BayesLDM: A Domain-specific Modeling Language for Probabilistic Modeling of Longitudinal Data

IEEE Int Conf Connect Health Appl Syst Eng Technol. 2022 Nov:2022:78-90. Epub 2022 Dec 22.

Abstract

In this paper we present BayesLDM, a library for Bayesian longitudinal data modeling consisting of a high-level modeling language with specific features for modeling complex multivariate time series data coupled with a compiler that can produce optimized probabilistic program code for performing inference in the specified model. BayesLDM supports modeling of Bayesian network models with a specific focus on the efficient, declarative specification of dynamic Bayesian Networks (DBNs). The BayesLDM compiler combines a model specification with inspection of available data and outputs code for performing Bayesian inference for unknown model parameters while simultaneously handling missing data.
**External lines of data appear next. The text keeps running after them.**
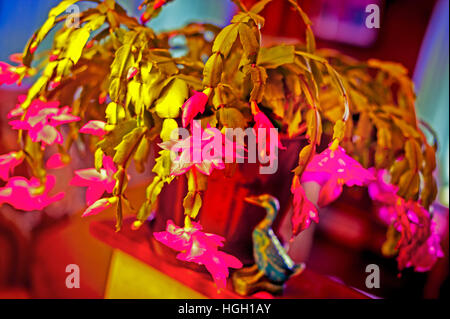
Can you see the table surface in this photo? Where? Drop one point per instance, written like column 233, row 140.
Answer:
column 141, row 245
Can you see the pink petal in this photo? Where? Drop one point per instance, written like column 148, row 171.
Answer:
column 329, row 192
column 94, row 193
column 97, row 207
column 96, row 128
column 194, row 105
column 55, row 162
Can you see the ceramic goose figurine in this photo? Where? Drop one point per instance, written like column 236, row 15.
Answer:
column 273, row 265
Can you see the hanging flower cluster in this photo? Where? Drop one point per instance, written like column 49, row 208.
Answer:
column 199, row 247
column 413, row 235
column 113, row 86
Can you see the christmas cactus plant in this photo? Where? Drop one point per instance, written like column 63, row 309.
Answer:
column 111, row 82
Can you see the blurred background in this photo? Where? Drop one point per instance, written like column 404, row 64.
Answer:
column 35, row 247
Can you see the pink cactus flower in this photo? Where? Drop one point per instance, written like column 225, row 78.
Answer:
column 131, row 73
column 41, row 121
column 8, row 162
column 8, row 74
column 28, row 195
column 380, row 189
column 96, row 182
column 332, row 169
column 194, row 105
column 56, row 161
column 158, row 4
column 201, row 248
column 96, row 128
column 98, row 206
column 419, row 245
column 304, row 210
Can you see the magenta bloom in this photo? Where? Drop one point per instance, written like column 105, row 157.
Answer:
column 96, row 182
column 304, row 209
column 158, row 4
column 419, row 245
column 41, row 121
column 8, row 162
column 96, row 128
column 55, row 162
column 201, row 248
column 194, row 105
column 27, row 195
column 7, row 74
column 380, row 189
column 332, row 169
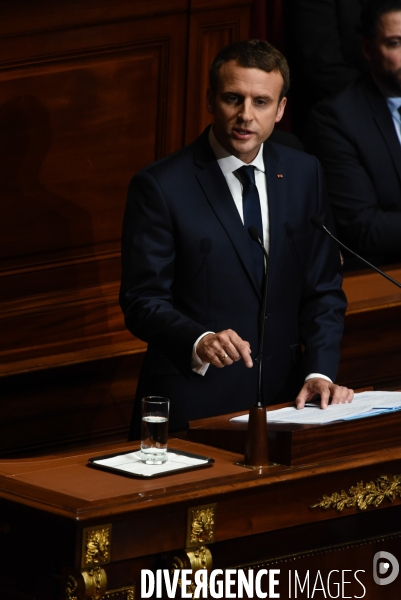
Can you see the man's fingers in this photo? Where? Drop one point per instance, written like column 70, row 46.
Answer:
column 330, row 393
column 302, row 398
column 224, row 348
column 324, row 398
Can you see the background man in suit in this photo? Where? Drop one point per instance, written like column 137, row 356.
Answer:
column 357, row 136
column 323, row 46
column 189, row 267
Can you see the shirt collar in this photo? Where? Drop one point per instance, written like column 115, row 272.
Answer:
column 229, row 163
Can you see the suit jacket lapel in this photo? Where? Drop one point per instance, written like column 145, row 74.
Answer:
column 219, row 197
column 384, row 122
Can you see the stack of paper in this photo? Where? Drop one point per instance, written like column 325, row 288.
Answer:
column 365, row 404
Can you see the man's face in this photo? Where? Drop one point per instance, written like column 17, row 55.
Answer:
column 245, row 108
column 384, row 51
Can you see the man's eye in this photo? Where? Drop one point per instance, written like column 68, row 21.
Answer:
column 393, row 43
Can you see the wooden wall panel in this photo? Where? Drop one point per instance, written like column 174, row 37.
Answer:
column 210, row 31
column 90, row 92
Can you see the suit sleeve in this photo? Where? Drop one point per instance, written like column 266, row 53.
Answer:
column 361, row 221
column 148, row 263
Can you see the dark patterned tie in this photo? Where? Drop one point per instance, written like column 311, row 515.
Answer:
column 252, row 214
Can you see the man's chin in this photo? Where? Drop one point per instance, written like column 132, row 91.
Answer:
column 393, row 82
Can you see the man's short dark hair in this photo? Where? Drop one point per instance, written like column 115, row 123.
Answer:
column 252, row 54
column 372, row 10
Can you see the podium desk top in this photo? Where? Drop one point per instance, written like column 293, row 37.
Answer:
column 65, row 485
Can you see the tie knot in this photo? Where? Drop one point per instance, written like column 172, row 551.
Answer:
column 247, row 174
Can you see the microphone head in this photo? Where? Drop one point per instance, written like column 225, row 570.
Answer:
column 254, row 233
column 317, row 222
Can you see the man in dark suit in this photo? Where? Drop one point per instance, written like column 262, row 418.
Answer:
column 357, row 136
column 189, row 266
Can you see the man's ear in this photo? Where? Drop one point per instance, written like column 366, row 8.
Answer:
column 367, row 49
column 210, row 101
column 280, row 109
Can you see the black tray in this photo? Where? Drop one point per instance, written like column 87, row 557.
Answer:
column 180, row 469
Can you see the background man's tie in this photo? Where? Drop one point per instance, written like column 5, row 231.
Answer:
column 252, row 214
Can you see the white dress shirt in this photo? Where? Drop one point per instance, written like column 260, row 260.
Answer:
column 393, row 103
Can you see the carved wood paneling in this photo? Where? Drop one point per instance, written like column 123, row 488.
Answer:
column 90, row 92
column 210, row 31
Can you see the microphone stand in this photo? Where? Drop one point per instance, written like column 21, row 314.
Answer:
column 256, row 448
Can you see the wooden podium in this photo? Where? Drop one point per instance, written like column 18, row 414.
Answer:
column 291, row 444
column 70, row 531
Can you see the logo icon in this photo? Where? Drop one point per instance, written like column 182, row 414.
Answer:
column 385, row 564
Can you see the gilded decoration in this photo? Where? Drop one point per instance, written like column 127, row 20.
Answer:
column 71, row 587
column 191, row 558
column 201, row 525
column 87, row 584
column 372, row 494
column 95, row 581
column 125, row 593
column 96, row 546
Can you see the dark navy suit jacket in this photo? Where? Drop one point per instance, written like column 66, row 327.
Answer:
column 187, row 268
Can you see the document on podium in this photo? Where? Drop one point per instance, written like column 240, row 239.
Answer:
column 364, row 404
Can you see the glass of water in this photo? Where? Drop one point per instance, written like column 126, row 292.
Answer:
column 154, row 429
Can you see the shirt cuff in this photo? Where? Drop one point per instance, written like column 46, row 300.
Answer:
column 197, row 365
column 312, row 375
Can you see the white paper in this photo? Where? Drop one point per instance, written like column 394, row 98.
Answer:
column 364, row 404
column 131, row 463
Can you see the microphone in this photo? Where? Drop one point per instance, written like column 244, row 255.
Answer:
column 255, row 235
column 319, row 224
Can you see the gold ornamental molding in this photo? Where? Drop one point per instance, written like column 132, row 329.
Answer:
column 201, row 525
column 190, row 558
column 126, row 593
column 360, row 495
column 87, row 584
column 96, row 546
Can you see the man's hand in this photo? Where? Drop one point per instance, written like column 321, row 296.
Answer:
column 326, row 390
column 223, row 348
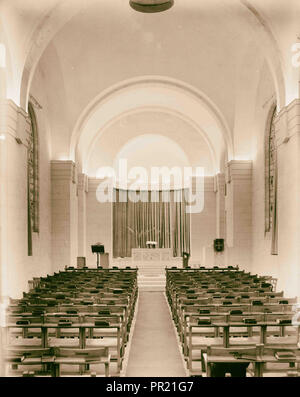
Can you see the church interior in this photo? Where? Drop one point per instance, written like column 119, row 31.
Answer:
column 149, row 188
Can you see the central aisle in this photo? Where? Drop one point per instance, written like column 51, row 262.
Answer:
column 154, row 349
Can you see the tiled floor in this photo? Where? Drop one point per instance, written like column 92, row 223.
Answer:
column 154, row 348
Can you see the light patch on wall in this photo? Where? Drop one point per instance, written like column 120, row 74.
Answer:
column 2, row 56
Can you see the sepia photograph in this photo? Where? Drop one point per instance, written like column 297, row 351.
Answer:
column 149, row 192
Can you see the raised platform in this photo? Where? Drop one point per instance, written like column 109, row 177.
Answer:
column 151, row 274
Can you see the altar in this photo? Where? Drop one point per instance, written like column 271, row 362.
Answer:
column 146, row 255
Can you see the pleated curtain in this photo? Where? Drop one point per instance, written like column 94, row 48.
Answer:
column 157, row 216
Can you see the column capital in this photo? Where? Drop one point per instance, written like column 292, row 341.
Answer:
column 64, row 170
column 83, row 182
column 287, row 122
column 238, row 170
column 219, row 182
column 14, row 121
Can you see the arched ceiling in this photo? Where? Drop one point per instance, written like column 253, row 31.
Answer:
column 163, row 127
column 83, row 49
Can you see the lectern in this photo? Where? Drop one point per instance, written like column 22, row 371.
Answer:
column 98, row 248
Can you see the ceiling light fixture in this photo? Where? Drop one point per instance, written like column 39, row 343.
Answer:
column 151, row 6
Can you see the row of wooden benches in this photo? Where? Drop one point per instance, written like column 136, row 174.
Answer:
column 51, row 328
column 265, row 317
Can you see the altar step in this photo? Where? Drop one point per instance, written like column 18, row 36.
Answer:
column 151, row 283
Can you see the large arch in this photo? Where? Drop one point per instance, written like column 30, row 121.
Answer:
column 162, row 122
column 153, row 92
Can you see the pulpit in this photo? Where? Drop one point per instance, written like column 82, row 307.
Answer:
column 146, row 255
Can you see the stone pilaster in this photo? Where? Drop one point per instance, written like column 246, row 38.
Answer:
column 82, row 190
column 287, row 127
column 238, row 207
column 64, row 209
column 14, row 130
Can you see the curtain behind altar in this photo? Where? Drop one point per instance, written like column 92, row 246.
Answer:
column 158, row 216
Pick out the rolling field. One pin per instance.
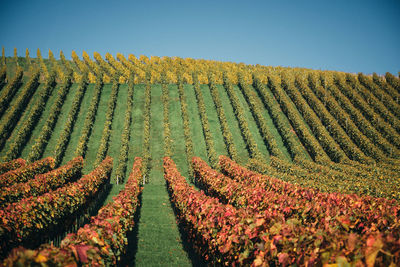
(180, 162)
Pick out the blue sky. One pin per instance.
(352, 36)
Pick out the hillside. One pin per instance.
(332, 132)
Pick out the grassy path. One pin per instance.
(252, 123)
(273, 129)
(213, 120)
(199, 148)
(41, 122)
(117, 126)
(177, 135)
(97, 131)
(233, 123)
(159, 242)
(76, 132)
(62, 118)
(21, 121)
(136, 140)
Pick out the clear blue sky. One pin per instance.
(352, 36)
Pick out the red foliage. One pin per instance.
(99, 243)
(24, 173)
(42, 183)
(12, 165)
(28, 216)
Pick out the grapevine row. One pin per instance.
(28, 125)
(393, 81)
(41, 141)
(243, 125)
(374, 103)
(384, 98)
(3, 76)
(255, 108)
(123, 154)
(167, 129)
(14, 113)
(27, 172)
(209, 141)
(383, 127)
(65, 134)
(24, 221)
(97, 242)
(10, 90)
(340, 117)
(105, 137)
(226, 133)
(186, 124)
(42, 183)
(90, 117)
(333, 149)
(146, 128)
(11, 165)
(291, 140)
(350, 118)
(309, 140)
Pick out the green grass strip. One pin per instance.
(105, 138)
(42, 140)
(29, 123)
(65, 135)
(124, 148)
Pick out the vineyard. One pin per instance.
(116, 161)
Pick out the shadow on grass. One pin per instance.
(129, 258)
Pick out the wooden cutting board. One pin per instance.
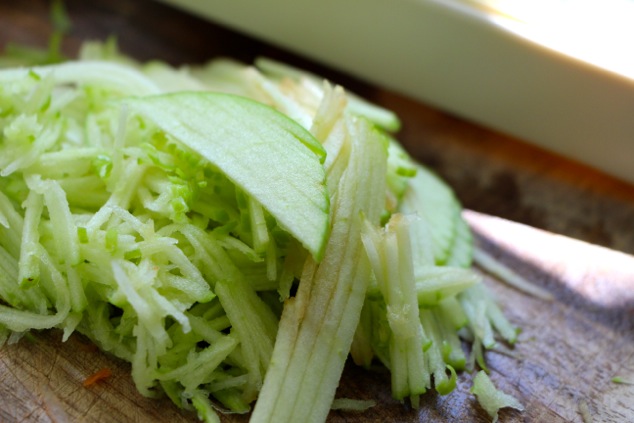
(570, 348)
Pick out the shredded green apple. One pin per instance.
(234, 232)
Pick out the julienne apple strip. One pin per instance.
(318, 324)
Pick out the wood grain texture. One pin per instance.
(569, 348)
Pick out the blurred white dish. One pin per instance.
(537, 76)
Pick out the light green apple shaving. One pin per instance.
(234, 232)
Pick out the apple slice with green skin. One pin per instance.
(263, 152)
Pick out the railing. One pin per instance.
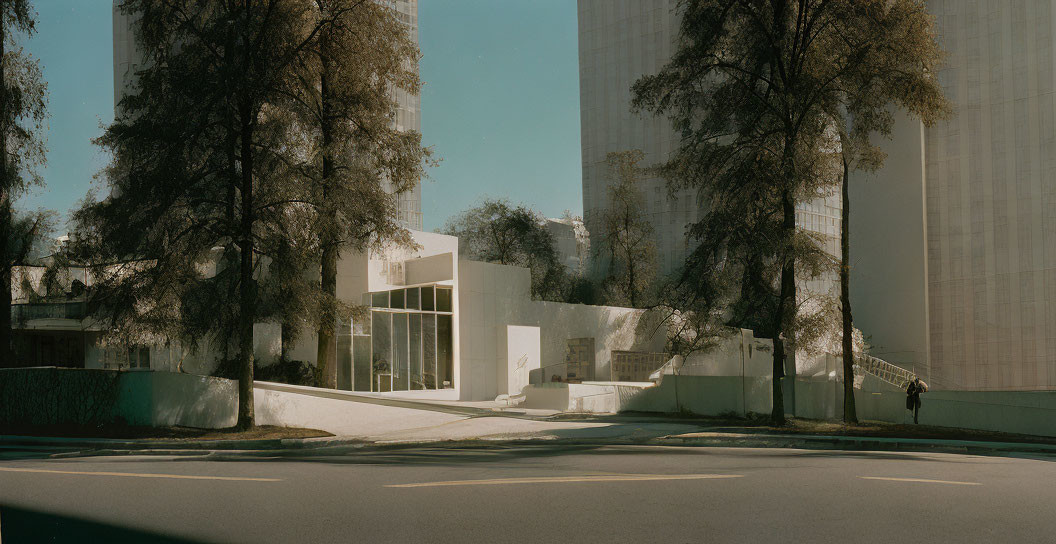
(892, 374)
(22, 313)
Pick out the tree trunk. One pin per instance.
(326, 351)
(5, 221)
(6, 355)
(784, 340)
(247, 288)
(287, 340)
(850, 414)
(327, 339)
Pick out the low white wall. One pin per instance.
(494, 296)
(342, 417)
(587, 397)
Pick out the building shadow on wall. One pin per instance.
(19, 525)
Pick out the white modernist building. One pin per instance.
(430, 325)
(960, 283)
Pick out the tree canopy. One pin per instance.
(496, 231)
(752, 90)
(218, 189)
(23, 113)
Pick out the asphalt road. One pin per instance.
(533, 494)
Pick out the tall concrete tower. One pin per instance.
(128, 59)
(620, 41)
(955, 241)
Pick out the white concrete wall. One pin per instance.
(522, 356)
(889, 251)
(493, 296)
(338, 416)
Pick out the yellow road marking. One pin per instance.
(565, 480)
(135, 474)
(922, 481)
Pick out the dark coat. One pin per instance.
(913, 395)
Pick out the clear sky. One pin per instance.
(501, 104)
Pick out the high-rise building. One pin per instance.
(620, 41)
(128, 60)
(409, 117)
(954, 241)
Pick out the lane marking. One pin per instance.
(920, 480)
(136, 474)
(566, 480)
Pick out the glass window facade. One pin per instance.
(404, 342)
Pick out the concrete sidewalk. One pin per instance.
(369, 421)
(505, 431)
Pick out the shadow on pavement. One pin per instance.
(502, 453)
(18, 525)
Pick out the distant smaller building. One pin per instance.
(570, 242)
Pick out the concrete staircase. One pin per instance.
(882, 370)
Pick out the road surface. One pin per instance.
(543, 493)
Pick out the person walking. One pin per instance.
(913, 396)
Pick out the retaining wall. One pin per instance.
(93, 397)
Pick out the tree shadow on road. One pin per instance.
(25, 525)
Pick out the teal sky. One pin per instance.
(500, 107)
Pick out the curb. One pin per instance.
(319, 446)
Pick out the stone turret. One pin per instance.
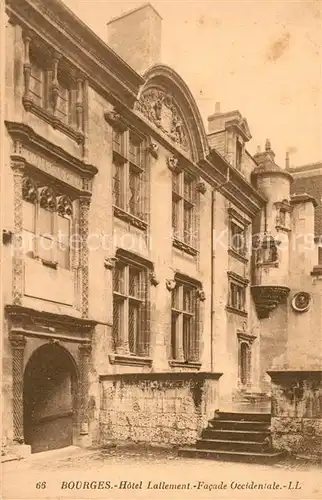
(271, 254)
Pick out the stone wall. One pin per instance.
(156, 408)
(297, 412)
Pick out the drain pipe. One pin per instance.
(212, 268)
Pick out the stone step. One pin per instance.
(235, 435)
(230, 445)
(240, 425)
(232, 456)
(244, 416)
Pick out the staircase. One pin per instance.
(236, 436)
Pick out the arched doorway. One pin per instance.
(244, 364)
(50, 385)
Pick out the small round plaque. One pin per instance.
(301, 301)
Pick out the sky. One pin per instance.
(262, 57)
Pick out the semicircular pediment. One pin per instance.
(161, 108)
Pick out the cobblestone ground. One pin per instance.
(114, 473)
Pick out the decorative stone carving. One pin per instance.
(267, 298)
(153, 149)
(153, 279)
(47, 198)
(170, 284)
(201, 188)
(173, 164)
(110, 262)
(201, 295)
(301, 302)
(18, 343)
(114, 119)
(29, 190)
(64, 206)
(162, 110)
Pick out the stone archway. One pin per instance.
(50, 398)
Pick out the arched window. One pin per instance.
(244, 363)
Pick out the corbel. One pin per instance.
(110, 262)
(55, 84)
(201, 187)
(27, 37)
(115, 119)
(153, 149)
(173, 164)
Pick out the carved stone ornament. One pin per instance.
(201, 295)
(153, 279)
(64, 206)
(110, 262)
(301, 301)
(170, 284)
(161, 109)
(173, 164)
(153, 149)
(47, 198)
(201, 187)
(114, 119)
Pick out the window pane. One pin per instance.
(118, 313)
(134, 282)
(187, 223)
(135, 193)
(187, 299)
(118, 141)
(174, 335)
(46, 248)
(28, 216)
(45, 221)
(175, 217)
(118, 185)
(134, 325)
(187, 332)
(135, 149)
(118, 278)
(188, 186)
(28, 243)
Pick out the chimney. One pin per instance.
(136, 37)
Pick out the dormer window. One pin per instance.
(239, 153)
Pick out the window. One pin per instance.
(184, 208)
(129, 181)
(184, 323)
(51, 92)
(237, 237)
(239, 154)
(46, 225)
(237, 293)
(130, 308)
(238, 228)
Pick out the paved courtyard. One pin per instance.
(131, 473)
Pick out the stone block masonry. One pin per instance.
(296, 423)
(156, 408)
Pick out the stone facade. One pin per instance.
(158, 290)
(157, 409)
(297, 412)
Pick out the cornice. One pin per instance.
(66, 33)
(33, 141)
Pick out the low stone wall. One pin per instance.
(297, 412)
(156, 408)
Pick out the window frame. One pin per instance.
(184, 345)
(237, 304)
(120, 335)
(45, 199)
(184, 203)
(124, 207)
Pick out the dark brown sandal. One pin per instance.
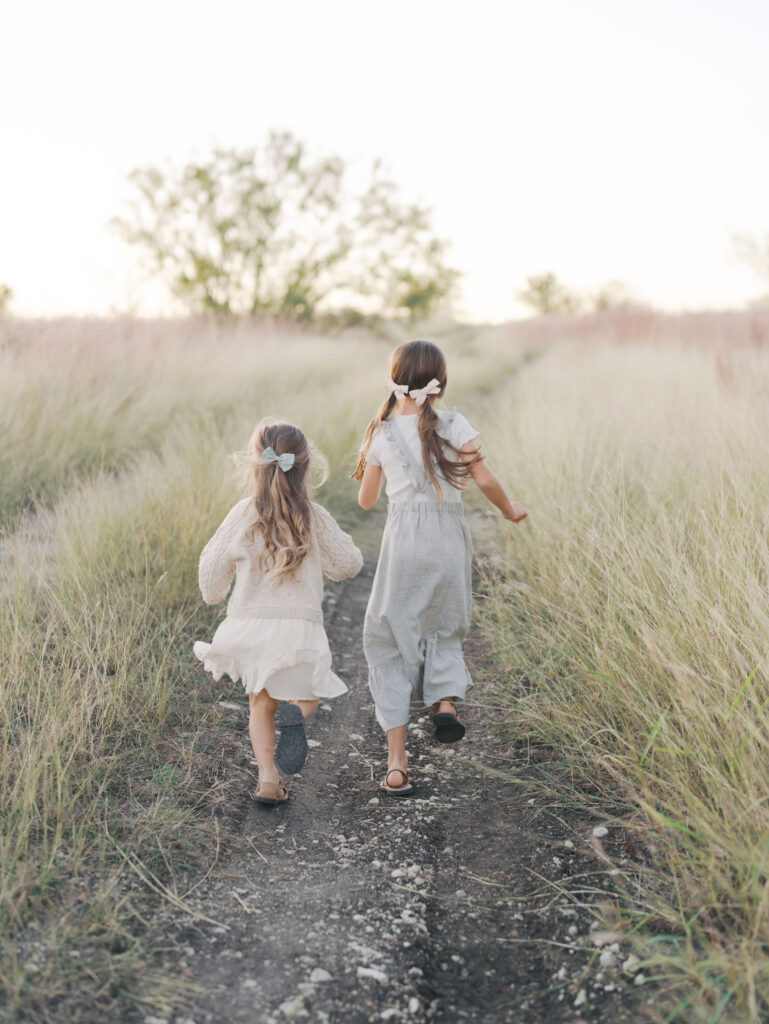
(397, 791)
(447, 726)
(270, 794)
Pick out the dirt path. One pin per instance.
(463, 903)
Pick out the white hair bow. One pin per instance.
(397, 389)
(419, 394)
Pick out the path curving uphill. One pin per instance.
(347, 906)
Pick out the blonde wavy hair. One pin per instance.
(282, 500)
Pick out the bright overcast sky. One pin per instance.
(600, 139)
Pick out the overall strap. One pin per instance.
(400, 446)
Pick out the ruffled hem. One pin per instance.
(300, 679)
(290, 660)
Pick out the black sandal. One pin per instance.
(270, 794)
(291, 752)
(447, 727)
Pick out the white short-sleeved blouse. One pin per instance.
(453, 427)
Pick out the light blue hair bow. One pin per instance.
(285, 461)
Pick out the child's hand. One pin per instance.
(517, 512)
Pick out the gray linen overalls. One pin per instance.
(420, 604)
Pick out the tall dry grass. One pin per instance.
(630, 624)
(121, 433)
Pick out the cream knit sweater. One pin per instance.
(229, 553)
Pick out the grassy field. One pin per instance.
(628, 620)
(630, 629)
(115, 471)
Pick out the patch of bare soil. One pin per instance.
(473, 900)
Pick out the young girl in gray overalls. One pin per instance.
(419, 610)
These capabilities have the potential to significantly accelerate iterative modeling workflows in domains that involve the analysis of complex longitudinal data by abstracting away the process of producing computationally efficient probabilistic inference code. We describe the BayesLDM system components, evaluate the efficiency of representation and inference optimizations and provide an illustrative example of the application of the system to analyzing heterogeneous and partially observed mobile health data.

Keywords: Bayesian imputation; Bayesian inference; missing data; mobile health; probabilistic programming; time series.